Functionalized collagen-based sponge dressing integrating negative pressure wound therapy and photothermal antibacterial treatment for advanced wound management

Abstract

Negative pressure wound therapy (NPWT) has proven effective in promoting wound healing. However, developing an NPWT sponge dressing that integrates good biocompatibility, mechanical stability under physiological conditions, and robust antibacterial properties remains challenging. In this study, a multifunctional graphene oxide/polyvinyl alcohol/collagen (GO/PVA/COL) composite sponge was prepared through a low-temperature foaming process. The introduction of GO significantly improved the mechanical properties of the composite sponge (maximum compressive stress = 20.2 kPa). Cyclic and long-term compression tests confirmed its excellent structural recovery in the wet state (permanent deformation rate 1.33% upon 0.05% GO). In aquatic environments, the composite sponge maintained stable performance under negative pressure suction up to 24 kPa, demonstrating high drainage efficiency. Moreover, GO endowed the composite sponge with a unique photothermal effect, enabling it to achieve inhibition rates exceeding 96% against both Escherichia coli (E. coli) and Staphylococcus aureus (S. aureus) under NIR irradiation.

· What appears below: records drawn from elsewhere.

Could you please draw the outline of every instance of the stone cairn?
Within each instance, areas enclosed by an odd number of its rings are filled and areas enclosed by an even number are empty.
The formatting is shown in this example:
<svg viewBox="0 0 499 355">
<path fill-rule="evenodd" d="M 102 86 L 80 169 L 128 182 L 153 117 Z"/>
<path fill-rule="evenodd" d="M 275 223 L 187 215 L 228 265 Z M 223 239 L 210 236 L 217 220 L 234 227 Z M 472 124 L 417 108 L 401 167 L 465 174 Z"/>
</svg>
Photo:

With the help of the photothermal effect, the composite sponge can effectively promote the repair of ulcerative wounds caused by infection. Additionally, the composite sponge displayed favorable in vitro biodegradability and cell compatibility. These findings highlight the potential of the GO/PVA/COL composite sponge as a novel NPWT dressing and provide a promising strategy for developing high-performance multifunctional wound therapy materials.